Essa ideia é 100% uma ideia de homem hétero e, obviamente, só pode dar errado. Nenhum deles é discreto levando o projeto adiante, não tem como ser. Pessoas alcoolizadas não oferecem discrição. São cambaleantes, falam alto demais, transpiram mau-cheiro — em um determinado ponto do filme, isso fica claro, é jogado na cara deles. Inicialmente, sobretudo no campo profissional, tudo parece um mar de rosas: as aulas fluem, a vida sexual é reativada, então, que tal elevar o nível? Mais uma dose? É claro que eu tô a fim.
E então, o declínio: o casamento de Martin, que parecia ter reacendido a chama da paixão, entra em um conflito quase sem volta. Nikolaj sobrecarrega a esposa, que chega a tornar-se mãe do próprio marido. Peter, o professor de música, incentiva um aluno a beber antes da avaliação final que pode decidir se ele vai para a faculdade ou se repete o ano.
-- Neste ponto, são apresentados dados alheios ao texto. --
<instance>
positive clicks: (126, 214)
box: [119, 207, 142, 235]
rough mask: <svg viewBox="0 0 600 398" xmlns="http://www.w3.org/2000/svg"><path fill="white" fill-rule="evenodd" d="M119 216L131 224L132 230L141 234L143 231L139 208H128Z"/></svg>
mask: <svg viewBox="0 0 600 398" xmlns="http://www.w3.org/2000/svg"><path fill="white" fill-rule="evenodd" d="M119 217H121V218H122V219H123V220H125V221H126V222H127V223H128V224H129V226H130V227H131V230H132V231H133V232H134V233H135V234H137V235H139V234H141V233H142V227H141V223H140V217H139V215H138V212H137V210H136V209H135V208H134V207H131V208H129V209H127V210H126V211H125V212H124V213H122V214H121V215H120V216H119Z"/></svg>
E Tommy, o professor de educação física, esse é quem mais sofre com o alto nível alcoólico no corpo.
Dirigido por Thomas Vinterberg, Druk é um filme tão bonito, com essa cara de cinema independente e que oferece, no final, uma sequência maravilhosa de Mads Mikkelsen dançando e é por esse motivo que amo cinema. Quero reproduzir essa cena, um dia, quando estiver bêbada o bastante e estivermos nas ruas comemorando seja lá o que for. Como quando rodopiei ao som de David Bowie no meio da Faria Lima, com meus fones de ouvido, me sentindo Frances Ha e ninguém entendeu. Druk quase entra nessa lista que ainda vou fazer, de filmes sobre o nada. Nada em específico acontece, são apenas pessoas comuns tomando decisões ruins, vivendo suas vidas e acertando corajosos passos de dança que só uma boa cerveja pode permitir.